When setting up investment accounts, you’ll need to choose the right structure for your family’s circumstances. Some parents put money into a savings account, some buy parcels of shares or other investment options, and others set up trust funds. A financial advisor can help you work out which option is most appropriate for you.
Once your children start work, make sure they check their superannuation options and are investing appropriately. Even better, have them sit down with a financial advisor to work out their goals and create a financial plan. The sooner they start, the better off they will be financially.
Decide what you will pay for
Will you pay for private education or go public? Is higher education such as university going to be covered by you or do you want your children to use HECS and pay for it themselves? Do you want them to save for their first car or are you going to buy it for them? When you know what you want to pay for, speak with a financial advisor to create a plan which will enable you to pay for these things as well as achieve your other financial goals.
And remember, you don’t have to pay for all of these things. Kids can learn to work, save and pay for things themselves. It’s your choice what you do. Ania of The Sane Mum, introduced the following in her home which has resulted in a change to what she pays for.
“We have what I believe is an unusual pocket money system – the kids get pocket money unconditionally – no chores attached. We decided to do that because in our home chores are a totally non-negotiable part of living here. They were already that before pocket money got introduced and that’s how it remains.
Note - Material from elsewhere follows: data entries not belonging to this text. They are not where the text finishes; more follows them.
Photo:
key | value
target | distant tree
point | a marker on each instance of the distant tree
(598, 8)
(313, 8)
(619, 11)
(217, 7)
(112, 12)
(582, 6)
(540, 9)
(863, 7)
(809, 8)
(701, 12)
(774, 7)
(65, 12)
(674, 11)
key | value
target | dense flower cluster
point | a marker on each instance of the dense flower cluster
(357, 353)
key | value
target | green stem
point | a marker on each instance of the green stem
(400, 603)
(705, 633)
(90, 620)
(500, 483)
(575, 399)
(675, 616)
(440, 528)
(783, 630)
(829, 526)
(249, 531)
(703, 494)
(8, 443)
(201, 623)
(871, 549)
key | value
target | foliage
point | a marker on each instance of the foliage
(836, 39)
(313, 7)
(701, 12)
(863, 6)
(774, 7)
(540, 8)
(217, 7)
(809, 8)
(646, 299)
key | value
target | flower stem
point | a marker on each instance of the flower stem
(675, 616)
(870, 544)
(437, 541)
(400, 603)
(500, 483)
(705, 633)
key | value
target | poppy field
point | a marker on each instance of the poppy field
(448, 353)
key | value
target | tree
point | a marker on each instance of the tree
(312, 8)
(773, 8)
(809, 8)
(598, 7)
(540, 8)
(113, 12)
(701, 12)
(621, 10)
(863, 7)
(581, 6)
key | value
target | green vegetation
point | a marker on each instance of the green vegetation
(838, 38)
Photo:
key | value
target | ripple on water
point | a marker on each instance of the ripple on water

The kids get a dollar per year of their life and they split the money into three: save (for a bigger thing they may want), spend (this is the money they can do with as they please), and give (which at this stage is the money they spend on gifts for others when an occasion calls for it).
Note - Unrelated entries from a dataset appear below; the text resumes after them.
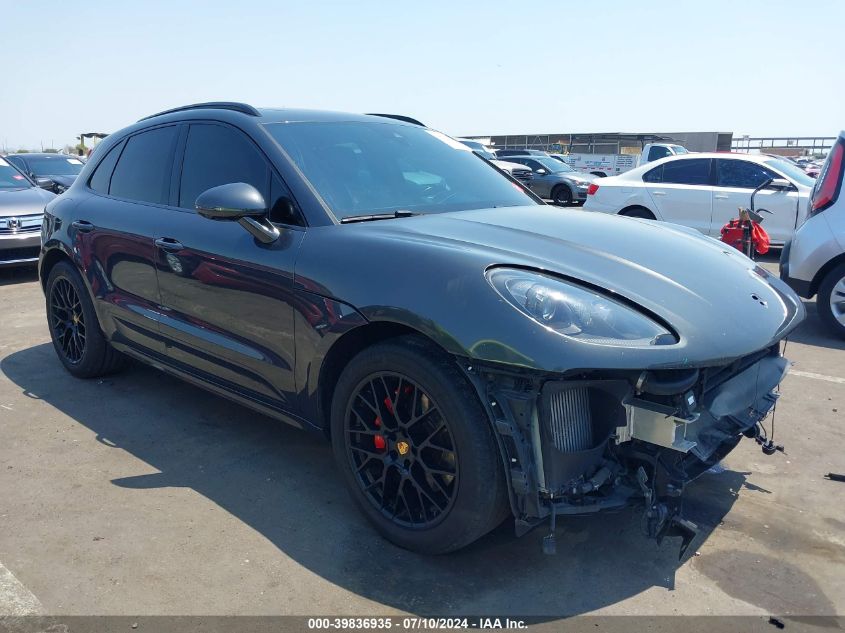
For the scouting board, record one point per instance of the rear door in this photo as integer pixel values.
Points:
(227, 299)
(736, 180)
(681, 192)
(115, 231)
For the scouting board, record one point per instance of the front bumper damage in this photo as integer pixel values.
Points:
(591, 441)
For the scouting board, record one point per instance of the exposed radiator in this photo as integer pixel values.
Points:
(570, 421)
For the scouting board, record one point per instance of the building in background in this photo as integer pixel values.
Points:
(609, 142)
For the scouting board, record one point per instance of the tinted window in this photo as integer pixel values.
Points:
(55, 165)
(658, 152)
(283, 209)
(217, 155)
(655, 175)
(17, 161)
(102, 173)
(695, 171)
(11, 178)
(143, 170)
(360, 168)
(741, 173)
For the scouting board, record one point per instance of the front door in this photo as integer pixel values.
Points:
(681, 192)
(227, 299)
(735, 182)
(115, 236)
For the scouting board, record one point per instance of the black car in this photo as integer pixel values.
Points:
(51, 171)
(471, 352)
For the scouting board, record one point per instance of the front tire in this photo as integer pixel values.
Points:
(74, 329)
(416, 448)
(831, 301)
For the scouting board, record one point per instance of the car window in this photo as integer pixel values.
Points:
(658, 152)
(18, 162)
(283, 209)
(654, 175)
(695, 171)
(143, 169)
(219, 155)
(55, 165)
(101, 177)
(11, 178)
(362, 168)
(741, 173)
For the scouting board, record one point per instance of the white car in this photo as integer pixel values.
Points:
(813, 263)
(704, 191)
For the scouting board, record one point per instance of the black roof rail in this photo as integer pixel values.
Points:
(398, 117)
(243, 108)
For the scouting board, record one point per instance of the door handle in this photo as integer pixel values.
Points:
(83, 226)
(169, 244)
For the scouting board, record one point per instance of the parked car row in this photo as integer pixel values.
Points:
(704, 190)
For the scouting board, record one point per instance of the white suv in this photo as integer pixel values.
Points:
(704, 190)
(814, 261)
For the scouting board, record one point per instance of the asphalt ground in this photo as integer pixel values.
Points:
(140, 494)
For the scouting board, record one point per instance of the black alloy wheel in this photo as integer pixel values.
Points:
(416, 448)
(67, 321)
(77, 338)
(402, 450)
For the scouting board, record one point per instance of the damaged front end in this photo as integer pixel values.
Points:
(595, 440)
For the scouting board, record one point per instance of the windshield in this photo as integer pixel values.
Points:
(11, 178)
(552, 165)
(373, 168)
(54, 165)
(794, 172)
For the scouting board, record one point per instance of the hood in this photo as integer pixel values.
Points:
(27, 201)
(503, 164)
(720, 303)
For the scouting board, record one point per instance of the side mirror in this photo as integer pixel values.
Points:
(780, 184)
(233, 201)
(241, 202)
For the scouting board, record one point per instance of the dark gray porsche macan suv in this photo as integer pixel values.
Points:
(470, 351)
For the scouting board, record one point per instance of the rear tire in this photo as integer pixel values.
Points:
(638, 212)
(831, 301)
(74, 329)
(397, 471)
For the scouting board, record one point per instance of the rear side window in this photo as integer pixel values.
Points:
(655, 175)
(658, 152)
(217, 155)
(143, 170)
(695, 171)
(101, 177)
(740, 173)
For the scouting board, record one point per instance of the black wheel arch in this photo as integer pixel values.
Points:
(823, 272)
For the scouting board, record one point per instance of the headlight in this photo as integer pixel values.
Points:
(577, 312)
Since introducing pocket money at the start of this year, we don’t give in to their wants and demands and I have been so impressed with their savings and the joy on their faces when they purchase a birthday gift for someone from their own money! I believe we are fostering a healthy relationship with money and raising children who are beginning to understand the value of it.”
By having a system in place for kids to have their own money, you can then encourage kids to save and buy things themselves instead of feeling bad saying no to all the things they want. Plus kids learn to be more financially responsible.
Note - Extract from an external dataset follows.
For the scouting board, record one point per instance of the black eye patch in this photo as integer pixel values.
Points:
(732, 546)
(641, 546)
Get them to earn their own money
Paying kids pocket money is one way to have your kids earn money, but it’s not the only option. More opportunities exist now for kids to have their own business or they can get a job once they are old enough. Another option is encouraging your kids by investing in shares. There are various apps available for you to invest for your kids where they can see their shares grow as well as learn more about shares. Investing in this way will also help set them up financially when they’re older.
Bron from Mumlyfe does something different to the regular straight pocket money.
“We pay a ‘wage’ to our kids for a big job they do around the house. It’s above and beyond chores, which we feel is just part of being in the family (no one pays me to do my chores!). For example, my eldest daughter is paid $10 a week to tutor her younger sister in maths. My son is paid $10 a week to look after our chickens. My youngest daughter is paid $5 whenever she cooks the family dinner. It works out well for us.”
Kate from Picklebums was amazed when her 7 year old counted out $427.65 from his piggy bank. She’s given him pocket money, as well as her other three kids, and shared some tips for how they do it here.
Be the example
Children are more aware of what we do and say than we usually give them credit for. How we act has a more profound impact than what we say. They will follow our example, so set a good one.
To be able to teach our kids, we also need to learn ourselves. Read books about finance, speak with your financial advisor, listen to finance podcasts and learn all you can. As you learn, put what you learn into practice so you can teach your children well.
Model budgeting and smart money habits. Let them know you have a financial advisor and when you will be seeing them. Be open about your financial goal such as when you want to retire and let them learn by seeing you do well with money.